Research Papers (Published):
Mahmud , A. and Rayhan, M.I. 2025. Weather Forecasting Using Recurrent Neural Networks and Vector Autoregressive Model: A Comprehensive Analysis of Time Series Data from Rohingya Camps and Control Areas: Weather Forecasting Using Recurrent Neural Networks and Vector Autoregressive Model. Dhaka University Journal of Science. 73, 2 (Jul. 2025), 93–99. DOI: https://doi.org/10.3329/dujs.v73i2.82766.
Research Papers (Under Review/Working):
Factors Associated with Inadequate Supervision of Under Five Children in Bangladesh. (under review)
A Deep Learning Approach to Forecasting Mobile Banking Subscribers and Transactions: Evidence from Bangladesh (2016–2024) (under review)
Projects:
"Skill for Growth: Human Capital Deficits, Labor Market Frictions," with the professors of the University of Minnesota, the University of California, San Diego, and the economist of the Federal Reserve Bank of Richmond.
"Facilitate Adoption of Modern Machinery" with Swisscontact.
"Shariah Objectives of Islamic Banking in Bangladesh" with a PhD student.
Packages:
"sendemail," a Stata package: This package builds upon and integrates features from the existing pr0078 and tknz packages.
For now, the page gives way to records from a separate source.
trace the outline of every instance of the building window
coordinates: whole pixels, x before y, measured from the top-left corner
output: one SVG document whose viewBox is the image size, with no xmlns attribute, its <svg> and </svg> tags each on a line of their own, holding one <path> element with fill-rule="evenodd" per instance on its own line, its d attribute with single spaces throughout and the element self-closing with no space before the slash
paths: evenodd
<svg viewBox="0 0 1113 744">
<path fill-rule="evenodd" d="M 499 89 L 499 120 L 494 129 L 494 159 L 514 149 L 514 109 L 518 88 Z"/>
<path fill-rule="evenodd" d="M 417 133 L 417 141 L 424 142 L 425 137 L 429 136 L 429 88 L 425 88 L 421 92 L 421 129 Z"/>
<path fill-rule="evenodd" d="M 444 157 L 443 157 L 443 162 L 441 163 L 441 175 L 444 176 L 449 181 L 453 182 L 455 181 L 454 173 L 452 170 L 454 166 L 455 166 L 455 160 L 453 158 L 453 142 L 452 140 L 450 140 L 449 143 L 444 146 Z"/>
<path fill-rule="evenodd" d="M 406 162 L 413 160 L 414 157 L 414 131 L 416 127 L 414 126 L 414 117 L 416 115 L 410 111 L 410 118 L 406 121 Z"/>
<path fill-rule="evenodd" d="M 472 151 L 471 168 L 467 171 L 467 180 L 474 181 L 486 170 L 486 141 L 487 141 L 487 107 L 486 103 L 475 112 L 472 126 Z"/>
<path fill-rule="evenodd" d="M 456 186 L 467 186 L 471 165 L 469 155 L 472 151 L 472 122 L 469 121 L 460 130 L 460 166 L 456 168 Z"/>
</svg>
It introduces a user-friendly dialog box that allows users to input the essential details needed to send an email. The package relies on PowerShell to execute the email-sending process, so it may not function correctly on systems where PowerShell is unavailable or disabled. You can explore the original sendemails package here.
To install this package, use "net install sendemail, from("https://raw.githubusercontent.com/armanmahmud1/sendemail/main/") replace"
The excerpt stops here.